Dans les premiers documents révélés par les hackers, on trouve aussi des pages et des pages de messages censés rester privés. Ainsi, Gawker a mis la main sur un document datant de 2012 qui compile 25 pages de messages d'employés de Sony sans aucune pitié pour le travail de leur entreprise. "Arrêtons de produire les mêmes films et séries frileux et sans âme. Les remakes, ça suffit", s'agace un salarié. "On ne fait que relancer des vieux produits plutôt que de trouver des idées neuves comme Hunger Games", se désole un autre, quand un troisième regrette la "médiocrité générale des films que l'on produit".

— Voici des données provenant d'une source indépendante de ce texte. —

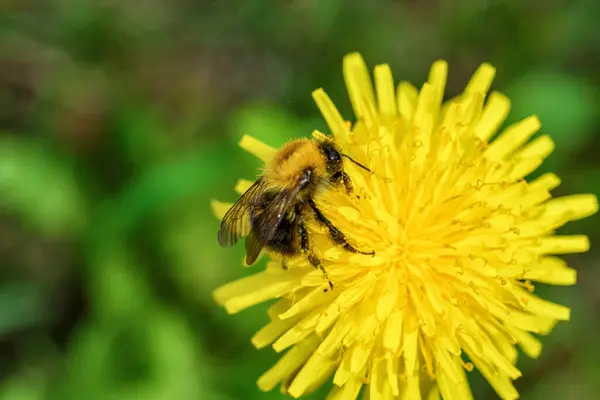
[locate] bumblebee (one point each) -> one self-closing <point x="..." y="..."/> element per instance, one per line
<point x="273" y="212"/>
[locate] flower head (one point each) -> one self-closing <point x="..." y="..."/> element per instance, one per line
<point x="460" y="236"/>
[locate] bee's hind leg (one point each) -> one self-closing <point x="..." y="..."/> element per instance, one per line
<point x="334" y="233"/>
<point x="305" y="248"/>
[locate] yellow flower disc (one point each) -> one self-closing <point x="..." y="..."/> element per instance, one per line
<point x="460" y="238"/>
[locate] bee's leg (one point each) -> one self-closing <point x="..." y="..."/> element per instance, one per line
<point x="336" y="236"/>
<point x="305" y="248"/>
<point x="341" y="177"/>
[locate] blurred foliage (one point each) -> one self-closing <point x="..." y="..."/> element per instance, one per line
<point x="119" y="123"/>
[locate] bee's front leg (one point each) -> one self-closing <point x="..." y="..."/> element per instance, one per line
<point x="334" y="233"/>
<point x="305" y="247"/>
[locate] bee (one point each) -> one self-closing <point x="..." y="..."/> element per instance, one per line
<point x="274" y="211"/>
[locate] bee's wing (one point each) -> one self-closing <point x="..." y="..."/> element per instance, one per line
<point x="237" y="222"/>
<point x="275" y="212"/>
<point x="253" y="248"/>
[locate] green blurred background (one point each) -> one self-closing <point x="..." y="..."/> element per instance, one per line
<point x="119" y="122"/>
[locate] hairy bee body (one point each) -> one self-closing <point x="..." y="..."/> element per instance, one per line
<point x="272" y="213"/>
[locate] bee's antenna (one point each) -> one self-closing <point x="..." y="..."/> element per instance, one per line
<point x="357" y="163"/>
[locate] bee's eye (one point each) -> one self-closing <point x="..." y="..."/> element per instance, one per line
<point x="333" y="155"/>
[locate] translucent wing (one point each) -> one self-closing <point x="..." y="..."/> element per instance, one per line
<point x="237" y="222"/>
<point x="276" y="210"/>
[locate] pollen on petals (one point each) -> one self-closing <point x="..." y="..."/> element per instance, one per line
<point x="461" y="234"/>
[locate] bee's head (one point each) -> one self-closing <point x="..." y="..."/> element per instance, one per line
<point x="332" y="156"/>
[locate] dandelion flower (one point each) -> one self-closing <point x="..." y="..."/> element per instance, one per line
<point x="460" y="236"/>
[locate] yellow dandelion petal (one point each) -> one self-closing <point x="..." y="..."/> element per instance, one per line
<point x="461" y="237"/>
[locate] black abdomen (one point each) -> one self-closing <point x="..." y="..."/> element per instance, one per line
<point x="284" y="241"/>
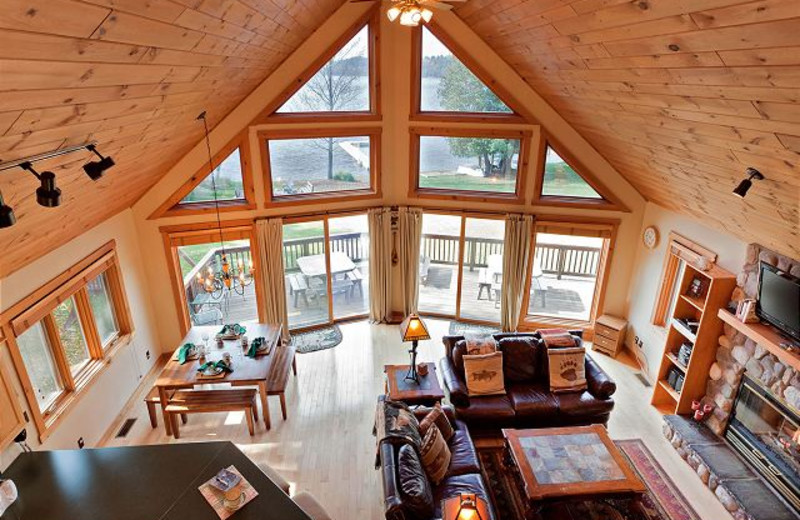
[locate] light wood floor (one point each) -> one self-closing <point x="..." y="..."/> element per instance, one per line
<point x="326" y="446"/>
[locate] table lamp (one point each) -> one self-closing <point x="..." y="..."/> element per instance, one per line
<point x="413" y="329"/>
<point x="466" y="506"/>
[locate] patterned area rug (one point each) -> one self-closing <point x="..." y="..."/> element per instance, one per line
<point x="458" y="328"/>
<point x="318" y="339"/>
<point x="663" y="501"/>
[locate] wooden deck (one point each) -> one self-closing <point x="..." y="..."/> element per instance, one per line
<point x="566" y="298"/>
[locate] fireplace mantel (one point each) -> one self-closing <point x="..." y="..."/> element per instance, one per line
<point x="765" y="336"/>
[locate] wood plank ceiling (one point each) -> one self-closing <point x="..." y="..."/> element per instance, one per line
<point x="133" y="75"/>
<point x="679" y="95"/>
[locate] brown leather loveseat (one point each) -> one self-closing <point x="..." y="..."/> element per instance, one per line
<point x="463" y="476"/>
<point x="528" y="402"/>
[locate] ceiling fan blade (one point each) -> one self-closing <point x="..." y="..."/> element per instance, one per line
<point x="438" y="5"/>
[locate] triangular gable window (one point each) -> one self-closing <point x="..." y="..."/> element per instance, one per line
<point x="561" y="180"/>
<point x="447" y="85"/>
<point x="341" y="85"/>
<point x="227" y="177"/>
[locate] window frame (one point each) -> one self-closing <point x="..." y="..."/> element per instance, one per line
<point x="373" y="192"/>
<point x="608" y="201"/>
<point x="593" y="227"/>
<point x="7" y="392"/>
<point x="518" y="114"/>
<point x="38" y="308"/>
<point x="174" y="206"/>
<point x="203" y="233"/>
<point x="518" y="197"/>
<point x="371" y="20"/>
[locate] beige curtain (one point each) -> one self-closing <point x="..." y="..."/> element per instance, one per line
<point x="270" y="255"/>
<point x="380" y="264"/>
<point x="409" y="234"/>
<point x="516" y="253"/>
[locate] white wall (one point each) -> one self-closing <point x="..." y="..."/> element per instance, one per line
<point x="99" y="406"/>
<point x="646" y="277"/>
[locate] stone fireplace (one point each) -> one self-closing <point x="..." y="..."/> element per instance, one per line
<point x="756" y="418"/>
<point x="737" y="354"/>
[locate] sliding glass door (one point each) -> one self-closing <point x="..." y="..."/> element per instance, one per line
<point x="348" y="239"/>
<point x="461" y="267"/>
<point x="326" y="263"/>
<point x="440" y="256"/>
<point x="482" y="272"/>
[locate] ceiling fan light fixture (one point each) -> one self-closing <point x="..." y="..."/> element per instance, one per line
<point x="393" y="13"/>
<point x="410" y="17"/>
<point x="7" y="217"/>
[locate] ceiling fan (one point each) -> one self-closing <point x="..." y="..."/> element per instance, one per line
<point x="412" y="12"/>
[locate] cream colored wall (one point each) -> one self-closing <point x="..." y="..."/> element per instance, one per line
<point x="395" y="83"/>
<point x="646" y="275"/>
<point x="103" y="401"/>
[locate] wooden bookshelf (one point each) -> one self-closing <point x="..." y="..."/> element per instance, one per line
<point x="718" y="285"/>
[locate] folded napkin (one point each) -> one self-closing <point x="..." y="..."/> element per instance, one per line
<point x="219" y="364"/>
<point x="232" y="329"/>
<point x="183" y="353"/>
<point x="255" y="345"/>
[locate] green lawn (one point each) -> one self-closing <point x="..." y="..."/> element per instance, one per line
<point x="467" y="183"/>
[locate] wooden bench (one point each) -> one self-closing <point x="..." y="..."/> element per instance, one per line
<point x="210" y="401"/>
<point x="152" y="400"/>
<point x="279" y="373"/>
<point x="357" y="278"/>
<point x="298" y="288"/>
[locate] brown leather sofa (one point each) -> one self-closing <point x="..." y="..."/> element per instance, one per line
<point x="528" y="402"/>
<point x="463" y="476"/>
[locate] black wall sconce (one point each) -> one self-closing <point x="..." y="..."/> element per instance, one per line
<point x="48" y="194"/>
<point x="744" y="186"/>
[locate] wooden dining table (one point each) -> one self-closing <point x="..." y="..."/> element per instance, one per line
<point x="246" y="371"/>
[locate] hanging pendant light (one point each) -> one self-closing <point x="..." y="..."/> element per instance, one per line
<point x="227" y="278"/>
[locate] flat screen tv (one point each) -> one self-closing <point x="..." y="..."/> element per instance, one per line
<point x="779" y="300"/>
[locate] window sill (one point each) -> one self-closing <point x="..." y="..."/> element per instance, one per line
<point x="203" y="208"/>
<point x="578" y="202"/>
<point x="468" y="196"/>
<point x="534" y="322"/>
<point x="83" y="381"/>
<point x="314" y="198"/>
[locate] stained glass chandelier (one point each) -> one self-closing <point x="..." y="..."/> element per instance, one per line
<point x="226" y="277"/>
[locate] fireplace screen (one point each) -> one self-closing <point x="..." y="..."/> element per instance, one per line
<point x="766" y="431"/>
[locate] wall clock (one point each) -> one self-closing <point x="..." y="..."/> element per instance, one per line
<point x="650" y="237"/>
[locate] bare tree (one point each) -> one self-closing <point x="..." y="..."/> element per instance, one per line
<point x="333" y="88"/>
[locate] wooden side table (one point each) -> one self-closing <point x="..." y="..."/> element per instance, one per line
<point x="609" y="334"/>
<point x="428" y="392"/>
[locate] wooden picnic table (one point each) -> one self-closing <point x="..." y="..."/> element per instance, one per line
<point x="246" y="371"/>
<point x="314" y="265"/>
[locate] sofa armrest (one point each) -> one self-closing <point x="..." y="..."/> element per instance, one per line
<point x="455" y="387"/>
<point x="421" y="411"/>
<point x="392" y="501"/>
<point x="600" y="384"/>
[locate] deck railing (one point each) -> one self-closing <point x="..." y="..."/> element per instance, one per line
<point x="558" y="259"/>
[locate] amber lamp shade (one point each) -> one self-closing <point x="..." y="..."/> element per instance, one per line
<point x="466" y="506"/>
<point x="413" y="329"/>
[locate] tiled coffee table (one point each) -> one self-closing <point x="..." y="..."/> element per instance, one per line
<point x="573" y="463"/>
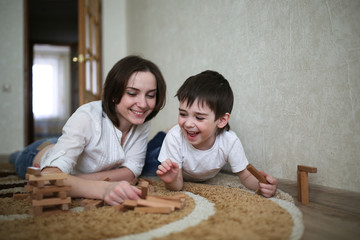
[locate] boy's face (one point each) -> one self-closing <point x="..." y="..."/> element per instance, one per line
<point x="198" y="124"/>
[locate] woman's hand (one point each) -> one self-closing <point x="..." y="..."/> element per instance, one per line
<point x="268" y="190"/>
<point x="168" y="171"/>
<point x="117" y="192"/>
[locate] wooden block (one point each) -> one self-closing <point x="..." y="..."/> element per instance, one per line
<point x="121" y="208"/>
<point x="175" y="203"/>
<point x="178" y="197"/>
<point x="51" y="189"/>
<point x="304" y="188"/>
<point x="50" y="201"/>
<point x="307" y="169"/>
<point x="28" y="188"/>
<point x="48" y="176"/>
<point x="33" y="171"/>
<point x="134" y="182"/>
<point x="20" y="196"/>
<point x="162" y="210"/>
<point x="130" y="203"/>
<point x="148" y="203"/>
<point x="256" y="173"/>
<point x="93" y="204"/>
<point x="62" y="195"/>
<point x="146" y="180"/>
<point x="299" y="185"/>
<point x="106" y="179"/>
<point x="144" y="189"/>
<point x="65" y="207"/>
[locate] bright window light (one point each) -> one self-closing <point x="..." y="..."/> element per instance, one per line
<point x="43" y="90"/>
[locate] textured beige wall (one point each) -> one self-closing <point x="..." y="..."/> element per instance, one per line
<point x="294" y="67"/>
<point x="11" y="76"/>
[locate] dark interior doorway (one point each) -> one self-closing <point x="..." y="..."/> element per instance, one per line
<point x="52" y="23"/>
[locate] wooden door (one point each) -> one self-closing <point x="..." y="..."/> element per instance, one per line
<point x="89" y="58"/>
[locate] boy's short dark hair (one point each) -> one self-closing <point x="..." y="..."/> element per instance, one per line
<point x="118" y="78"/>
<point x="210" y="88"/>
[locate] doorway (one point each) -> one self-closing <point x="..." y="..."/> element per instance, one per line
<point x="51" y="89"/>
<point x="51" y="33"/>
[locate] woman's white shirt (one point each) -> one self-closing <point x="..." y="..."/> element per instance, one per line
<point x="90" y="143"/>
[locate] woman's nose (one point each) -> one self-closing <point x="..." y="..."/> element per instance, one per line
<point x="141" y="102"/>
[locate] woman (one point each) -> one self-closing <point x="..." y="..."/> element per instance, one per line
<point x="105" y="138"/>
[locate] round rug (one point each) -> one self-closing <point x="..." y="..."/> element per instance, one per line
<point x="211" y="212"/>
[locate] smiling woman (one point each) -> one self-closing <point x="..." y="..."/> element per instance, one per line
<point x="106" y="138"/>
<point x="51" y="89"/>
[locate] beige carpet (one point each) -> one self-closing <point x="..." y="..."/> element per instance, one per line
<point x="219" y="209"/>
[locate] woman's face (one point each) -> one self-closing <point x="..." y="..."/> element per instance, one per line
<point x="138" y="100"/>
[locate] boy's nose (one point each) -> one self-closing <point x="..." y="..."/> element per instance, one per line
<point x="142" y="102"/>
<point x="189" y="123"/>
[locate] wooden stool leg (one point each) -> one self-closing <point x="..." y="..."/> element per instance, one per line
<point x="304" y="187"/>
<point x="299" y="185"/>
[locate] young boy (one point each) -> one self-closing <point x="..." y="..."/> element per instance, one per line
<point x="202" y="143"/>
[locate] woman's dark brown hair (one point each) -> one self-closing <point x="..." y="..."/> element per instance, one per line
<point x="118" y="78"/>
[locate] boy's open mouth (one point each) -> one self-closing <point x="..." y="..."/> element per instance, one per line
<point x="192" y="135"/>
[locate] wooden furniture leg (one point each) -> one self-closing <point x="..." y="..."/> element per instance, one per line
<point x="303" y="183"/>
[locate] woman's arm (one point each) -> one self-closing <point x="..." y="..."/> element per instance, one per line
<point x="113" y="193"/>
<point x="118" y="174"/>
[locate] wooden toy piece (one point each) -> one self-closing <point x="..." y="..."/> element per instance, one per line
<point x="93" y="203"/>
<point x="48" y="176"/>
<point x="34" y="171"/>
<point x="303" y="182"/>
<point x="130" y="203"/>
<point x="20" y="196"/>
<point x="256" y="173"/>
<point x="144" y="185"/>
<point x="47" y="192"/>
<point x="175" y="204"/>
<point x="148" y="203"/>
<point x="163" y="210"/>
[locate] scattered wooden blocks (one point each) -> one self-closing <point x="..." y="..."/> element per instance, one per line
<point x="47" y="192"/>
<point x="256" y="173"/>
<point x="155" y="204"/>
<point x="303" y="182"/>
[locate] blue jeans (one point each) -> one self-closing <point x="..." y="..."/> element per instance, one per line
<point x="24" y="159"/>
<point x="152" y="153"/>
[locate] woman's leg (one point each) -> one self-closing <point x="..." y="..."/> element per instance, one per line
<point x="152" y="153"/>
<point x="24" y="159"/>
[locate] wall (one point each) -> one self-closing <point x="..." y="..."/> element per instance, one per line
<point x="294" y="67"/>
<point x="12" y="75"/>
<point x="113" y="32"/>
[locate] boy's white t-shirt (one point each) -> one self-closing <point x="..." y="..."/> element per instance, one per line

"On nous encourage à être responsables, mais la direction permet à certaines stars de nous saigner à blanc avec leurs jets privés et leurs garde-robes", s'emporte un des auteurs des messages. Un bouc émissaire semble incarner tout ce qui va mal chez Sony Pictures : l'acteur et producteur Adam Sandler, auteur de comédies comme Jack et Julie, qui, en 2011, a raflé tous les prix aux Razzie Awards (en anglais) récompensant les pires films de l'année. "Pourquoi continuons-nous à payer pour Adam Sandler ? Pourquoi ?" s'interroge un employé. Plus pragmatique, un autre conseille de "cesser de soutenir certains produits qui n'ont plus aucune valeur, comme les DVD ou les films d'Adam Sandler". Autant de messages confidentiels qui ne donnent pas une image très positive de la vie chez Sony. 

Des PowerPoint risibles de l'équipe marketing

Financièrement, Sony Pictures va mal. Pas étonnant, juge Gawker, quand on voit le travail de sa division marketing, dont certaines présentations PowerPoint font partie des documents piratés. De cet océan de mauvais goût graphique ressortent quelques révélations : on apprend que la dernière comédie d'Adam Sandler vise les personnes qui s'intéressent "aux questions masculines et à l'humour pipi-caca", deux sujets apparemment indissociables, ou encore qu'un des thèmes principaux des Schtroumpfs est "la couleur bleue". Réaliste, le marketing de Sony conseille aussi, pour promouvoir le film After Earth, de mettre en avant le talent de Will Smith plutôt que celui de son fils de 14 ans, Jaden, qui tient le premier rôle avec un succès mitigé.